Indeed, to an unusual degree Chandler seemed to piece together the case where the plaintiffs hadn’t. The court was presented with “a collection of related-party transactions that, taken individually, might fall within the business judgment of an independent board acting in good faith,” he wrote. “Yet the Court should not be blind to the fact that, in this case, literally dozens of such transactions have taken place, each blessed or passively noted by a board of directors with close personal and professional ties to the principal beneficiary of such largess.”
Going through the board list director-by-director, Chandler himself noted cases in which, for example, significant free office space was provided by infoUSA to two directors for use by their companies. Further, in the case of Prof. Raval, “his remuneration as a board member exceeds the average salary reported for a professor at Creighton University,” Chandler wrote, and “he received a $50,000 grant from the V. Gupta School of Business Administration.” Those factors, “as well as the presence of defendants on other boards that could affect his professional advancement, are sufficient to raise a reasonable inference necessary to call his independence into question.”

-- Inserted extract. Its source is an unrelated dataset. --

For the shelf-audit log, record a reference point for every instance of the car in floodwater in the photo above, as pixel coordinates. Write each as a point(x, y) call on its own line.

An attorney representing Cardinal Value Equity Partners, R. Bruce McNew of the Wilmington, Del., firm of Taylor & McNew LLP, said the most important corporate lesson in Chandler’s opinion was: “Make sure your public disclosures don’t conflict with internal reports or investigations.” Asked about the criticism Chandler reserved for plaintiffs, McNew responded: “He felt there was room for great improvement in the presentation of the claims.” But McNew said he didn’t see the opinion as breaking new ground, and added that it represented an extreme case of corporate behavior that is unlikely to be widely relevant. “There’s no way most executives would let this happen at their own companies,” he said.
Chandler reserved some of his strongest language for what he saw as the inadequate disclosure in the 10-K. In the case of infoUSA, when information about related-party transactions was later disclosed, board members in 2006 “were narrowly re-elected in a proxy contest that can only be described as an open revolt of unaffiliated shareholders,” Chandler wrote. This “rising tide” of dissatisfaction suggested that the board-member defendants had been motivated “to conceal the true nature of the massive hidden perquisites being provide to Vinod Gupta, and that their failure of candor misled stockholders and damaged the company.”
Among Delaware-incorporated companies, “shareholders are entitled to honest communication from directors, given with complete candor and in good faith.” he wrote. “Communications that depart from this expectation, particularly where it can be shown that the directors involved issued their communication with the knowledge that it was deceptive or incomplete, violate the fiduciary duties that protect shareholders. Such violations are sufficient to subject directors to liability in a derivative claim.”
Attorney McNew said the next step in the case will be discovery, followed by trial.